Background and why it matters

The 2018 Supreme Court decision in South Dakota v. Wayfair changed the rules for remote sellers by allowing states to require sales tax collection based on economic nexus instead of physical presence (South Dakota v. Wayfair, Inc., 2018). After Wayfair, many states adopted economic thresholds or marketplace-facilitator laws that increase where online sellers have obligations. For up-to-date guidance, always check the state Department of Revenue for each state where you sell.

How nexus is commonly established

  • Physical nexus: a business location, employees, inventory stored in a third-party warehouse (including some fulfillment‑by‑merchant and third‑party logistics arrangements), trade shows, or a sales rep in the state.
  • Economic nexus: reaching a state’s sales or transaction threshold (states set their own thresholds and these change over time).
  • Marketplace facilitator rules: many states require platforms (Amazon, Etsy, eBay) to collect and remit tax on behalf of sellers for marketplace sales. This can reduce — but not always eliminate — a seller’s registration needs.

In-practice note

In my work with online retailers, the most common compliance gap is failing to track sales by state in real time. A client who used multiple fulfillment centers did not realize inventory in a third state created physical nexus until they received a notice. Addressing that required retroactive registration, payment plans, and amended returns — all avoidable with proactive tracking.

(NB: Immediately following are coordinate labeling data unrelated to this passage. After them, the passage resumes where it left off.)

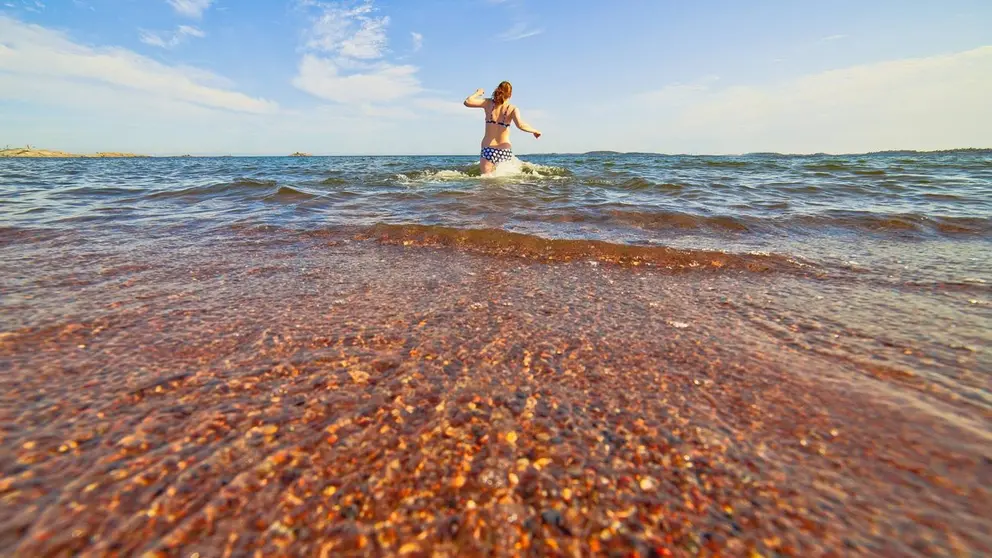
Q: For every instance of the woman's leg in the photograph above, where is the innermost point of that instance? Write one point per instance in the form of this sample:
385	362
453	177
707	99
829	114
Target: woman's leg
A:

Step-by-step compliance checklist

  1. Map your activities. Track where you store inventory, have employees, or attend events. Include third‑party warehouses (FBA/3PL).
  2. Monitor state thresholds. Use a rolling 12‑month view for sales and transaction counts and confirm each state’s current rule with its DOR website.
  3. Register promptly. If you hit a nexus trigger, register for a sales tax permit with that state’s DOR and begin collecting tax as required.
  4. Decide who collects. Determine whether the marketplace or you are responsible for collection — check marketplace facilitator rules for each state.
  5. Collect, remit and file. Apply the correct state and local rates, remit collections on schedule, and file periodic returns. Local rates/counties can differ within a state.
  6. Keep records. Maintain sales, exemption certificates, and filing records for at least several years (state retention rules vary).
  7. Use automation. Tax engines reduce errors and simplify filings across jurisdictions.

Practical tools and costs

Tax automation services (TaxJar, Avalara, Sovos and others) can calculate rates, create returns and sometimes file directly with states — they are worth evaluating against the cost of manual compliance and the risk of audits. Marketplace sellers should confirm what the marketplace reports and retains for their records.

Common mistakes and how to avoid them

  • Assuming only physical presence matters: after Wayfair most states use economic tests.
  • Ignoring marketplace rules: sellers can overlook that marketplaces collect tax but still require seller registration for reporting.
  • Poor recordkeeping: missing exemption certificates or sales breakdowns can lead to denied refund claims and penalties.
  • Using outdated thresholds: state rules change; confirm thresholds directly with the state DOR.

Where to confirm rules and authoritative sources

Related resources on FinHelp.io

Final tips and professional disclaimer

Start monitoring state sales by customer location from day one and keep a rolling 12‑month tally for economic nexus. When in doubt, register and consult a tax advisor — registration and voluntary disclosure programs are often less costly than an audit. This article is educational and not a substitute for personalized tax advice; consult a licensed tax professional for decisions specific to your business.